Thanks for the reply. I'm relatively new to electronics so I don't quite follow your suggestion;

If you know the supply voltage is stable, or you are using an external voltage regulator or the Arduino's regulator, you can measure the regulated supply with your DMM and not bother with the internal reference. Internal voltage ref can be very useful if the Arduino is powered by batteries and you are bypassing the voltage regulator to increase battery life for example.

If measuring such a small range of voltages using the ~5V supply as reference is not sufficiently accurate, you can use a voltage divider to scale down the voltage to be measured. You could do this with the internal reference also.

Are the above simply general characteristics of AREF?

Cheers

Jase :slight_smile:

Hi Mark

Thanks for the reply. I'm relatively new to electronics so I'm not quite sure what you are saying here?

AREF needs a low impedance voltage reference, it has significant current flow, so
a voltage divider won't be very accurate (about 0.15mA which may vary during conversion)

I thought impedance was related to AC? Will using a voltage divider reduce the current flow too much even though it will be the correct voltage?

Cheers

Jase :slight_smile:

PaulRB:
Unless you use low value resistors for your voltage divider, surely?!?

From my testing that is not the case. The net affect was to go from 1 LSB of error to as many as three.

Well, I'm not sure why the AREF pin came into the discussion, Jase. That's for an external reference voltage. But you asked about the internal reference.

I think you should experiment and see what works. Go with Vcc as the reference first of all. If that is not accurate enough, try a 2:1 voltage divider (e.g. 4K7 and 2K2) or switch to the internal reference, or maybe both.

Paul

PaulRB:

MarkT:
AREF needs a low impedance voltage reference, it has significant current flow, so
a voltage divider won't be very accurate (about 0.15mA which may vary during conversion)
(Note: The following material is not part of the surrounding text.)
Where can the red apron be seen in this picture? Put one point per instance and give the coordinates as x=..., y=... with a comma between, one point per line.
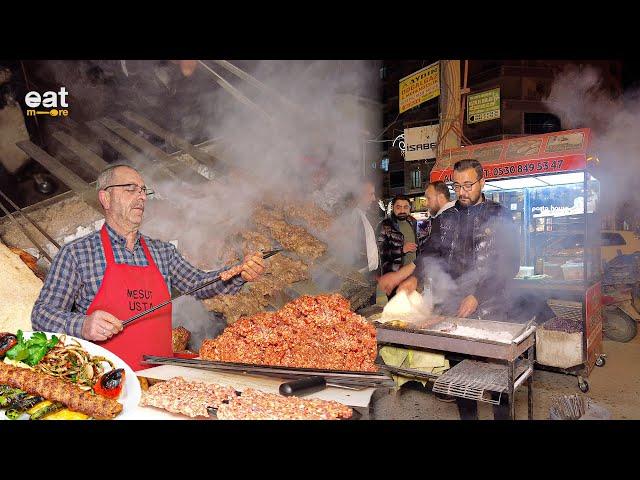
x=127, y=290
Unless you use low value resistors for your voltage divider, surely?!?

For example 2K2 and 1K should allow enough current. Downside would be the low value resistors might drag down the voltage the OP is trying to measure...

That's a divider with impedance 680 ohms, so 0.1V error (with unknown amount
of variation during conversion - AREF is supposed to be held constant during a
conversion).
Suggest adding 3.3uF capacitor to AREF to buffer it during conversion to 1 LSB
(impedance of 30 ohms or so will limit the effect of 0.15mA to 5mV (1 LSB), 3.3uF
has impedance of 30 ohms on a 100us timescale.